Jerome Krieger’s moment of glory came around 3:30 p.m. Monday.
He was off the east shore of Spoon Lake, part of Keller Regional Park in Maplewood.
It was his first time there. First time there, that is, hunting for the medallion, the object of the annual Pioneer Press Treasure Hunt, which has been held since 1952.
Like many of the legion treasure hunters, Krieger had zeroed in on Keller from a rereading of the clues and sensing a shift in the collective wisdom of the crowd of hunters, who often post breakthroughs on social media.

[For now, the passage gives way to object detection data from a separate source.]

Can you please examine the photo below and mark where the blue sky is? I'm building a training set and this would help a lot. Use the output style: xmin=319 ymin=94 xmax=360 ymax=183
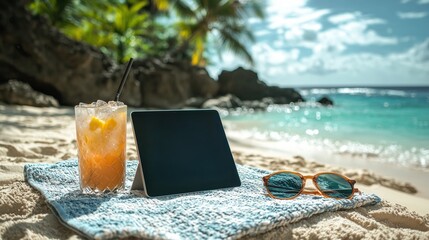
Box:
xmin=208 ymin=0 xmax=429 ymax=86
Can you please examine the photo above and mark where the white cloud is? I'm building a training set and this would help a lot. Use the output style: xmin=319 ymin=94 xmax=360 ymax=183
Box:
xmin=328 ymin=12 xmax=361 ymax=24
xmin=253 ymin=29 xmax=271 ymax=36
xmin=284 ymin=12 xmax=399 ymax=54
xmin=398 ymin=12 xmax=427 ymax=19
xmin=280 ymin=38 xmax=429 ymax=78
xmin=266 ymin=0 xmax=330 ymax=29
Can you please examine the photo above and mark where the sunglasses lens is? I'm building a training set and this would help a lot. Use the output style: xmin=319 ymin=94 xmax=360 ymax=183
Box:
xmin=316 ymin=173 xmax=353 ymax=198
xmin=267 ymin=173 xmax=302 ymax=198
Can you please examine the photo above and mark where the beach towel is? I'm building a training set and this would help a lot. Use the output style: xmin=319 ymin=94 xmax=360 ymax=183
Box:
xmin=24 ymin=159 xmax=380 ymax=239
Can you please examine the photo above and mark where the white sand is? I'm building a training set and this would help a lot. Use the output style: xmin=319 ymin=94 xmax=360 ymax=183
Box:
xmin=0 ymin=105 xmax=429 ymax=239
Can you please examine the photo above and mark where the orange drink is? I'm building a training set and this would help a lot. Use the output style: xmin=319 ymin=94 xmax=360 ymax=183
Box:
xmin=75 ymin=100 xmax=127 ymax=193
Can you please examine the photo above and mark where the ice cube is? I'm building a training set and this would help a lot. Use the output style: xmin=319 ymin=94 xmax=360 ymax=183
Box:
xmin=95 ymin=100 xmax=107 ymax=107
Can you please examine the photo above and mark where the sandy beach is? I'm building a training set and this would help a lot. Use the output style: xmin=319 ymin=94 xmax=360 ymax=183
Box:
xmin=0 ymin=105 xmax=429 ymax=239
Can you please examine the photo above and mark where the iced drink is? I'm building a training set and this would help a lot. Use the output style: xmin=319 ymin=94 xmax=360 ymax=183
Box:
xmin=75 ymin=100 xmax=127 ymax=193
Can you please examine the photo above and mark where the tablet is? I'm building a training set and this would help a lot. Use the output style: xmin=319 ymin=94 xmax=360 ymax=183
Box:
xmin=131 ymin=110 xmax=241 ymax=197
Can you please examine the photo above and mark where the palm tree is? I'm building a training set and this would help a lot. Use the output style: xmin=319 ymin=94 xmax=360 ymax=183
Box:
xmin=166 ymin=0 xmax=264 ymax=65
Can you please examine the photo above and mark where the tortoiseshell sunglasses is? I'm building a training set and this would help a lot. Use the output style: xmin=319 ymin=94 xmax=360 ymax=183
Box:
xmin=262 ymin=171 xmax=360 ymax=199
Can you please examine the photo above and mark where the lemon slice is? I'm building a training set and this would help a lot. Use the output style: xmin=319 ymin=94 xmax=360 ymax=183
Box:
xmin=103 ymin=118 xmax=117 ymax=131
xmin=89 ymin=116 xmax=105 ymax=131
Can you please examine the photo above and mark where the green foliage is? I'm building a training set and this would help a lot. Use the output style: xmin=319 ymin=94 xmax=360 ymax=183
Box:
xmin=29 ymin=0 xmax=263 ymax=65
xmin=168 ymin=0 xmax=263 ymax=65
xmin=29 ymin=0 xmax=170 ymax=62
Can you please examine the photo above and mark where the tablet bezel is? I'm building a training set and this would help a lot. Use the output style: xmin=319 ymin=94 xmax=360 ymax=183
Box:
xmin=130 ymin=109 xmax=241 ymax=197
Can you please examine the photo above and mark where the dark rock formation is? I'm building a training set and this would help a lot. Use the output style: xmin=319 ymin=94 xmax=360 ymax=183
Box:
xmin=317 ymin=96 xmax=334 ymax=106
xmin=0 ymin=80 xmax=59 ymax=107
xmin=202 ymin=94 xmax=243 ymax=109
xmin=218 ymin=67 xmax=304 ymax=104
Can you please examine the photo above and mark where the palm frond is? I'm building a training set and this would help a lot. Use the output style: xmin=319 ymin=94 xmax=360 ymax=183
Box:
xmin=218 ymin=29 xmax=254 ymax=65
xmin=173 ymin=0 xmax=196 ymax=18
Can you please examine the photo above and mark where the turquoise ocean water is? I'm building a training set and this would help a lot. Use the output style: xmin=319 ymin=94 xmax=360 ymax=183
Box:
xmin=223 ymin=87 xmax=429 ymax=169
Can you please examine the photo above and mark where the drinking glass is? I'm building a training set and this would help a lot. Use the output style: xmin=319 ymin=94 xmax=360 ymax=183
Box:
xmin=75 ymin=101 xmax=127 ymax=193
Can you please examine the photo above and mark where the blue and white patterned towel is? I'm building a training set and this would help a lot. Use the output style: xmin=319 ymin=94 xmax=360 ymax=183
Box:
xmin=24 ymin=160 xmax=380 ymax=239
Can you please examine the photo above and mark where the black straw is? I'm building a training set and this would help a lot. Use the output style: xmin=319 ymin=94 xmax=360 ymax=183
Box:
xmin=116 ymin=58 xmax=134 ymax=101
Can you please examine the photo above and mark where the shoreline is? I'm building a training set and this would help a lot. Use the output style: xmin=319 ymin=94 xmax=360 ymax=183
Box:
xmin=0 ymin=104 xmax=429 ymax=240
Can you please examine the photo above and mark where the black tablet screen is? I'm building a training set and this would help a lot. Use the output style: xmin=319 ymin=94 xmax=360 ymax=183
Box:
xmin=131 ymin=110 xmax=240 ymax=196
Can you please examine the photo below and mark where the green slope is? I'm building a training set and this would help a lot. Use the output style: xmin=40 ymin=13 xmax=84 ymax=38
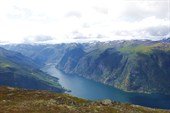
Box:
xmin=0 ymin=48 xmax=65 ymax=92
xmin=56 ymin=41 xmax=170 ymax=94
xmin=0 ymin=87 xmax=170 ymax=113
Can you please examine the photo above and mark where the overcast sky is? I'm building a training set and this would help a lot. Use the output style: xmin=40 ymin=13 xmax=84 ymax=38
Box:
xmin=0 ymin=0 xmax=170 ymax=43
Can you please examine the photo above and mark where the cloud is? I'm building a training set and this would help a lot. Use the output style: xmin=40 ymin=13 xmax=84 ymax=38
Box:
xmin=65 ymin=11 xmax=82 ymax=18
xmin=93 ymin=6 xmax=108 ymax=14
xmin=23 ymin=35 xmax=54 ymax=43
xmin=120 ymin=0 xmax=170 ymax=22
xmin=0 ymin=0 xmax=170 ymax=42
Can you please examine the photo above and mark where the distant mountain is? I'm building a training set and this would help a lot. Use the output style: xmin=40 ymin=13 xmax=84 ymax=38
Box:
xmin=0 ymin=48 xmax=65 ymax=92
xmin=161 ymin=37 xmax=170 ymax=43
xmin=1 ymin=39 xmax=170 ymax=94
xmin=0 ymin=87 xmax=170 ymax=113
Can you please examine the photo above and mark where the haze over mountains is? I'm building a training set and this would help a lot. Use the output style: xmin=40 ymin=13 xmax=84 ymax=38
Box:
xmin=0 ymin=39 xmax=170 ymax=94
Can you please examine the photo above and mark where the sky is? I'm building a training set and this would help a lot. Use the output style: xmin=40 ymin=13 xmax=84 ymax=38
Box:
xmin=0 ymin=0 xmax=170 ymax=43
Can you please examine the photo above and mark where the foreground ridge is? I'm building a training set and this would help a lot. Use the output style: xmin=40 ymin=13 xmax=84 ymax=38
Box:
xmin=0 ymin=87 xmax=170 ymax=113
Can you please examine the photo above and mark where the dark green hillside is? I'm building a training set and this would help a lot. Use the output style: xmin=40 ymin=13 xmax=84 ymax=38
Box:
xmin=0 ymin=48 xmax=64 ymax=92
xmin=56 ymin=41 xmax=170 ymax=94
xmin=0 ymin=87 xmax=170 ymax=113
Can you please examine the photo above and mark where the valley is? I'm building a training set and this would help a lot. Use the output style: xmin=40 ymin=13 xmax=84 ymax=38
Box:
xmin=1 ymin=39 xmax=170 ymax=109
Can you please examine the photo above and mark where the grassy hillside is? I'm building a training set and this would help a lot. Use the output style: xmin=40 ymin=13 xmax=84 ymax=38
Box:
xmin=0 ymin=87 xmax=170 ymax=113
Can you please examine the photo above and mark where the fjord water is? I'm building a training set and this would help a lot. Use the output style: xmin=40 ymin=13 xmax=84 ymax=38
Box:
xmin=42 ymin=65 xmax=170 ymax=109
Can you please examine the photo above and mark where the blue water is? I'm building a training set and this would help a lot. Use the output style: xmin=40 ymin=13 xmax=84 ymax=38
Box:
xmin=43 ymin=65 xmax=170 ymax=109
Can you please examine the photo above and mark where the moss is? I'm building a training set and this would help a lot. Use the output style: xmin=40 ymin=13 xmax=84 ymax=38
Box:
xmin=0 ymin=87 xmax=170 ymax=113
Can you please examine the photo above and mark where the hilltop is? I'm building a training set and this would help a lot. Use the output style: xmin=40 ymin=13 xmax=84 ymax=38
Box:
xmin=0 ymin=87 xmax=170 ymax=113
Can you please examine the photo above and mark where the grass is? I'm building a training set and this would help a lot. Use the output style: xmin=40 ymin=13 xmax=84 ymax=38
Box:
xmin=0 ymin=87 xmax=170 ymax=113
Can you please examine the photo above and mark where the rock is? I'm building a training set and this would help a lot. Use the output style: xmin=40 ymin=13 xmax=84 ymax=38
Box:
xmin=101 ymin=99 xmax=112 ymax=106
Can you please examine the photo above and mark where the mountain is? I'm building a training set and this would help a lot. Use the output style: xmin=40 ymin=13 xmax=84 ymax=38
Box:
xmin=0 ymin=87 xmax=170 ymax=113
xmin=0 ymin=48 xmax=65 ymax=92
xmin=3 ymin=39 xmax=170 ymax=94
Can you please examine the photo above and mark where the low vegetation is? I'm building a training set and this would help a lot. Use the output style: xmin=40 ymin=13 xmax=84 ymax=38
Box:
xmin=0 ymin=87 xmax=170 ymax=113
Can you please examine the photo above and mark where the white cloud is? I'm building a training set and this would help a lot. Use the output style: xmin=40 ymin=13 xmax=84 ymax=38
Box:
xmin=0 ymin=0 xmax=170 ymax=42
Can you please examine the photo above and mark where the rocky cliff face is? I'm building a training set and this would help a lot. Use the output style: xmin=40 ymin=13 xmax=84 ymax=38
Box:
xmin=1 ymin=39 xmax=170 ymax=94
xmin=56 ymin=43 xmax=170 ymax=94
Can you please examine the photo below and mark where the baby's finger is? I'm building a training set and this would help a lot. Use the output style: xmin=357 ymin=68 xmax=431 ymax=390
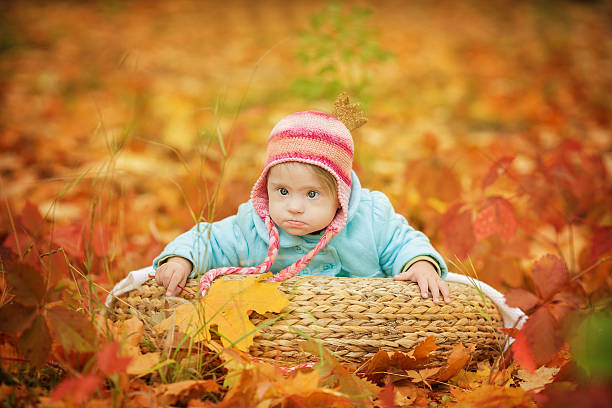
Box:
xmin=417 ymin=276 xmax=429 ymax=298
xmin=393 ymin=271 xmax=412 ymax=281
xmin=440 ymin=280 xmax=450 ymax=303
xmin=155 ymin=264 xmax=167 ymax=286
xmin=166 ymin=270 xmax=183 ymax=296
xmin=429 ymin=278 xmax=440 ymax=304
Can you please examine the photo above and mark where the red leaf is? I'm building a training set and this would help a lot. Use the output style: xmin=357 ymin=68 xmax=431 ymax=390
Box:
xmin=98 ymin=341 xmax=132 ymax=375
xmin=92 ymin=225 xmax=112 ymax=257
xmin=0 ymin=303 xmax=36 ymax=333
xmin=53 ymin=223 xmax=85 ymax=261
xmin=2 ymin=231 xmax=32 ymax=257
xmin=440 ymin=203 xmax=476 ymax=258
xmin=474 ymin=205 xmax=497 ymax=241
xmin=378 ymin=383 xmax=398 ymax=408
xmin=591 ymin=226 xmax=612 ymax=262
xmin=19 ymin=315 xmax=52 ymax=366
xmin=531 ymin=254 xmax=569 ymax=300
xmin=506 ymin=289 xmax=540 ymax=312
xmin=436 ymin=342 xmax=471 ymax=381
xmin=6 ymin=262 xmax=46 ymax=306
xmin=482 ymin=156 xmax=514 ymax=190
xmin=21 ymin=200 xmax=43 ymax=235
xmin=47 ymin=306 xmax=96 ymax=352
xmin=512 ymin=331 xmax=537 ymax=373
xmin=521 ymin=307 xmax=559 ymax=366
xmin=41 ymin=251 xmax=70 ymax=289
xmin=495 ymin=197 xmax=517 ymax=243
xmin=474 ymin=197 xmax=517 ymax=242
xmin=51 ymin=374 xmax=102 ymax=405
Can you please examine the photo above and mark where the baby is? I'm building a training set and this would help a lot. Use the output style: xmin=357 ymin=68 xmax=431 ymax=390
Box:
xmin=153 ymin=111 xmax=449 ymax=303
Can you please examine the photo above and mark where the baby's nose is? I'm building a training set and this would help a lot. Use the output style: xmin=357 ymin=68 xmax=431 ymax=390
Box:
xmin=287 ymin=199 xmax=304 ymax=213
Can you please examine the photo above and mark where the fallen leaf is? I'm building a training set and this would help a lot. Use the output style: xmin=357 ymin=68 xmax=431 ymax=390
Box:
xmin=110 ymin=317 xmax=160 ymax=376
xmin=47 ymin=306 xmax=96 ymax=352
xmin=531 ymin=254 xmax=569 ymax=300
xmin=97 ymin=341 xmax=131 ymax=375
xmin=449 ymin=385 xmax=536 ymax=408
xmin=300 ymin=340 xmax=379 ymax=403
xmin=516 ymin=367 xmax=559 ymax=391
xmin=505 ymin=288 xmax=540 ymax=312
xmin=154 ymin=276 xmax=289 ymax=351
xmin=440 ymin=203 xmax=476 ymax=259
xmin=481 ymin=156 xmax=515 ymax=190
xmin=6 ymin=262 xmax=46 ymax=306
xmin=51 ymin=374 xmax=102 ymax=405
xmin=155 ymin=380 xmax=221 ymax=406
xmin=436 ymin=343 xmax=471 ymax=381
xmin=19 ymin=315 xmax=53 ymax=367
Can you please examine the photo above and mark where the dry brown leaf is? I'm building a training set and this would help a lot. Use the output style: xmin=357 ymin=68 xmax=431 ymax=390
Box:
xmin=516 ymin=366 xmax=559 ymax=391
xmin=436 ymin=343 xmax=471 ymax=381
xmin=111 ymin=317 xmax=160 ymax=376
xmin=155 ymin=380 xmax=221 ymax=406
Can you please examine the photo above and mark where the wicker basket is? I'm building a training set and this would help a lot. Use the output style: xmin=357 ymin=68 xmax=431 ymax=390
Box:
xmin=112 ymin=276 xmax=503 ymax=363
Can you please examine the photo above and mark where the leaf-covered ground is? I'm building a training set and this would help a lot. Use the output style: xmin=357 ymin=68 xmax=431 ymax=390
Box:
xmin=0 ymin=0 xmax=612 ymax=407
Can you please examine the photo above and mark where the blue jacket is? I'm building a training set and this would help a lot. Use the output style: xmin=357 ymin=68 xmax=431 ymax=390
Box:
xmin=153 ymin=172 xmax=447 ymax=278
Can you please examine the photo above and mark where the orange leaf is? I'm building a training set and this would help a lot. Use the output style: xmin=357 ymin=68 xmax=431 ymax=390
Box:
xmin=505 ymin=289 xmax=540 ymax=312
xmin=301 ymin=340 xmax=379 ymax=401
xmin=474 ymin=197 xmax=517 ymax=242
xmin=111 ymin=317 xmax=160 ymax=375
xmin=155 ymin=276 xmax=289 ymax=351
xmin=440 ymin=203 xmax=476 ymax=258
xmin=591 ymin=225 xmax=612 ymax=262
xmin=413 ymin=336 xmax=439 ymax=360
xmin=482 ymin=156 xmax=514 ymax=190
xmin=19 ymin=315 xmax=53 ymax=366
xmin=155 ymin=380 xmax=221 ymax=406
xmin=512 ymin=331 xmax=537 ymax=373
xmin=531 ymin=254 xmax=569 ymax=300
xmin=97 ymin=341 xmax=131 ymax=375
xmin=451 ymin=385 xmax=535 ymax=408
xmin=21 ymin=200 xmax=43 ymax=235
xmin=51 ymin=374 xmax=102 ymax=406
xmin=47 ymin=306 xmax=96 ymax=352
xmin=436 ymin=343 xmax=471 ymax=381
xmin=6 ymin=263 xmax=46 ymax=306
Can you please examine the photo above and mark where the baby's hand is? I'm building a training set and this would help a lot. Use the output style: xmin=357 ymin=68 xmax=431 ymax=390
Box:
xmin=155 ymin=256 xmax=192 ymax=296
xmin=393 ymin=261 xmax=450 ymax=303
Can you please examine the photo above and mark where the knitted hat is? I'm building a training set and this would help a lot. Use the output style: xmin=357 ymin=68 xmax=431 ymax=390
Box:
xmin=200 ymin=111 xmax=354 ymax=295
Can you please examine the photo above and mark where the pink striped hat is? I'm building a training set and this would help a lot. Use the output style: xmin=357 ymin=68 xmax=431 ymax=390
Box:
xmin=200 ymin=111 xmax=354 ymax=295
xmin=251 ymin=111 xmax=354 ymax=232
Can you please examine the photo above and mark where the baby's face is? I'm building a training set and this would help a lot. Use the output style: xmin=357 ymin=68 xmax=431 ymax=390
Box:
xmin=268 ymin=164 xmax=338 ymax=235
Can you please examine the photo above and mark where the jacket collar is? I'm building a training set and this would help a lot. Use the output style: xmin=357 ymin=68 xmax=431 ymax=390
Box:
xmin=249 ymin=170 xmax=361 ymax=248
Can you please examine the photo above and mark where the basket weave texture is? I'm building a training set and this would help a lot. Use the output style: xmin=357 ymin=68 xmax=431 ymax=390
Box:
xmin=112 ymin=275 xmax=503 ymax=363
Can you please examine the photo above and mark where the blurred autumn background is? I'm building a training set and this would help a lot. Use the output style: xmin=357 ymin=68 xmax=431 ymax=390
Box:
xmin=0 ymin=0 xmax=612 ymax=407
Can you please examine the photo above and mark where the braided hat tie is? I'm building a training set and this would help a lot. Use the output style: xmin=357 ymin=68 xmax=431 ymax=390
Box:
xmin=200 ymin=216 xmax=337 ymax=296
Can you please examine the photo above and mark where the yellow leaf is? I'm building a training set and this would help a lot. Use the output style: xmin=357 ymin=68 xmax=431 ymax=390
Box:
xmin=155 ymin=276 xmax=289 ymax=351
xmin=111 ymin=317 xmax=159 ymax=375
xmin=204 ymin=276 xmax=289 ymax=350
xmin=125 ymin=352 xmax=160 ymax=375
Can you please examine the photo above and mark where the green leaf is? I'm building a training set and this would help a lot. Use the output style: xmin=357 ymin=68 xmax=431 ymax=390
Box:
xmin=19 ymin=315 xmax=52 ymax=366
xmin=47 ymin=306 xmax=96 ymax=352
xmin=6 ymin=263 xmax=46 ymax=306
xmin=571 ymin=311 xmax=612 ymax=380
xmin=0 ymin=303 xmax=36 ymax=334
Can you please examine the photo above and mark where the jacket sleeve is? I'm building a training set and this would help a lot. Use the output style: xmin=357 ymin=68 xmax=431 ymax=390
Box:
xmin=371 ymin=191 xmax=447 ymax=278
xmin=153 ymin=206 xmax=254 ymax=278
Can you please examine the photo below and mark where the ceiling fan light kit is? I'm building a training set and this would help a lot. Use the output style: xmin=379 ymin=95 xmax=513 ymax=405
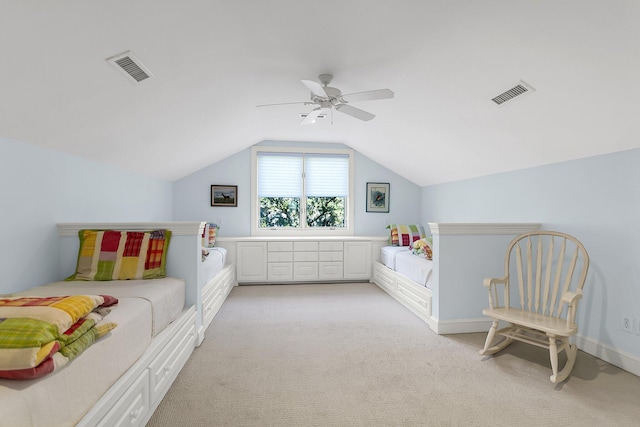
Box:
xmin=258 ymin=74 xmax=395 ymax=125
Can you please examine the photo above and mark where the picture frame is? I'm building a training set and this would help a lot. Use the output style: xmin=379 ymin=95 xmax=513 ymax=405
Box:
xmin=367 ymin=182 xmax=391 ymax=213
xmin=211 ymin=185 xmax=238 ymax=207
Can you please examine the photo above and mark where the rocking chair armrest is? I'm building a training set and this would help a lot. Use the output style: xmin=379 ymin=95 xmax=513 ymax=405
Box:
xmin=482 ymin=276 xmax=509 ymax=288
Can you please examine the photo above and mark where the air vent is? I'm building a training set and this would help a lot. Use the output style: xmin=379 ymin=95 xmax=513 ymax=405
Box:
xmin=107 ymin=51 xmax=153 ymax=83
xmin=491 ymin=80 xmax=535 ymax=105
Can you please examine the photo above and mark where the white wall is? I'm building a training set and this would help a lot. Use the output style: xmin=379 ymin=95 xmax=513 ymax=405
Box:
xmin=422 ymin=150 xmax=640 ymax=367
xmin=173 ymin=141 xmax=421 ymax=237
xmin=0 ymin=137 xmax=172 ymax=294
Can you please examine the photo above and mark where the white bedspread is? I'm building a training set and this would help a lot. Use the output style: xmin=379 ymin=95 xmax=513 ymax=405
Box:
xmin=16 ymin=277 xmax=185 ymax=337
xmin=202 ymin=247 xmax=227 ymax=286
xmin=395 ymin=251 xmax=433 ymax=289
xmin=0 ymin=298 xmax=151 ymax=427
xmin=380 ymin=246 xmax=410 ymax=270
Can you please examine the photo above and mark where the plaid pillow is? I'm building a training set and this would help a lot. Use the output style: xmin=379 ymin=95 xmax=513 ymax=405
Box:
xmin=387 ymin=224 xmax=427 ymax=246
xmin=65 ymin=230 xmax=171 ymax=280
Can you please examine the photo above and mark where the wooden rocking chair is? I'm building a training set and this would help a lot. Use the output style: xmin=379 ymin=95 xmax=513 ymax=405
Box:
xmin=480 ymin=231 xmax=589 ymax=383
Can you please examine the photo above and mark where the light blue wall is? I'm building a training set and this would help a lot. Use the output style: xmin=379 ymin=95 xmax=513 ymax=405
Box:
xmin=173 ymin=141 xmax=421 ymax=237
xmin=0 ymin=137 xmax=172 ymax=293
xmin=422 ymin=150 xmax=640 ymax=357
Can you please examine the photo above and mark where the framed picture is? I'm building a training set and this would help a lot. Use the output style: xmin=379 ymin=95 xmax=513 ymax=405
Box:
xmin=211 ymin=185 xmax=238 ymax=207
xmin=367 ymin=182 xmax=389 ymax=213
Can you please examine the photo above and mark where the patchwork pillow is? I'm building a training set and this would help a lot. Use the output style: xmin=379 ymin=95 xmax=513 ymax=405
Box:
xmin=65 ymin=230 xmax=171 ymax=280
xmin=387 ymin=224 xmax=427 ymax=246
xmin=202 ymin=223 xmax=220 ymax=248
xmin=411 ymin=238 xmax=433 ymax=259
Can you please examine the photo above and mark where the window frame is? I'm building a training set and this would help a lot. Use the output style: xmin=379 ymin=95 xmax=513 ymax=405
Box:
xmin=251 ymin=146 xmax=355 ymax=237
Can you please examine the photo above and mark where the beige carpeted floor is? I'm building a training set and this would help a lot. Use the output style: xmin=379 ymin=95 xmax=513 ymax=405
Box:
xmin=148 ymin=283 xmax=640 ymax=427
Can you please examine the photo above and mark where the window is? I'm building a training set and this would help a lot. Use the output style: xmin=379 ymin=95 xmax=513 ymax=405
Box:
xmin=252 ymin=146 xmax=353 ymax=235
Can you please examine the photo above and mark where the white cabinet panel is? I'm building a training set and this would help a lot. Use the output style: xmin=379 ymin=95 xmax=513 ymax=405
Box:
xmin=318 ymin=262 xmax=342 ymax=280
xmin=236 ymin=242 xmax=271 ymax=282
xmin=344 ymin=241 xmax=371 ymax=280
xmin=293 ymin=262 xmax=318 ymax=281
xmin=267 ymin=262 xmax=293 ymax=282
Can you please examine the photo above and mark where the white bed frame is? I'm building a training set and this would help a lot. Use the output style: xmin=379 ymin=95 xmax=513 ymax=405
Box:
xmin=58 ymin=222 xmax=237 ymax=427
xmin=371 ymin=222 xmax=540 ymax=334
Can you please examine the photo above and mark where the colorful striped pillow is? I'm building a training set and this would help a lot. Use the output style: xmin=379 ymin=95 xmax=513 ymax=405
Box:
xmin=387 ymin=224 xmax=427 ymax=246
xmin=65 ymin=230 xmax=171 ymax=280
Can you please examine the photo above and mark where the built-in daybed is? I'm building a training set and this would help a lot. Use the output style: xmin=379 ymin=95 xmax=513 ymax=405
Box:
xmin=0 ymin=222 xmax=235 ymax=426
xmin=371 ymin=223 xmax=540 ymax=334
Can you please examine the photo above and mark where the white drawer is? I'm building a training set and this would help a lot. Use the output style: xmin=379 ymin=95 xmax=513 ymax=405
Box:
xmin=293 ymin=252 xmax=318 ymax=262
xmin=267 ymin=262 xmax=293 ymax=281
xmin=320 ymin=242 xmax=342 ymax=251
xmin=267 ymin=242 xmax=293 ymax=252
xmin=318 ymin=252 xmax=342 ymax=262
xmin=98 ymin=369 xmax=150 ymax=427
xmin=293 ymin=242 xmax=318 ymax=252
xmin=318 ymin=262 xmax=342 ymax=280
xmin=149 ymin=312 xmax=196 ymax=402
xmin=267 ymin=252 xmax=293 ymax=262
xmin=293 ymin=262 xmax=318 ymax=280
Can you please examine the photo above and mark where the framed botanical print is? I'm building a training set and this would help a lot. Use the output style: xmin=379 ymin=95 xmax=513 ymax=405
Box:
xmin=211 ymin=185 xmax=238 ymax=207
xmin=367 ymin=182 xmax=390 ymax=213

Before that, Krieger, 47, had been among those fixated on Long Lake Regional Park, a site where the medallion had never been hidden before. (It was hidden in Keller once before, in 1976.) Saturday and Sunday, he had worked a pair of 16-hour shifts volunteering at a local basketball tournament.
RELATED: What the 2017 Treasure Hunt clues mean
Then Monday afternoon, he worked his way around Spoon Lake, where more than a dozen cars were parked and hunters were scattered, poking, prodding and scraping the landscape.
Just inside some trees, on a slope of the land, he spied an area of untrodden snow.
He was alone. He used to hunt with relatives, but for the past several years, time commitments made the task tough to schedule, so on Monday, he was solo.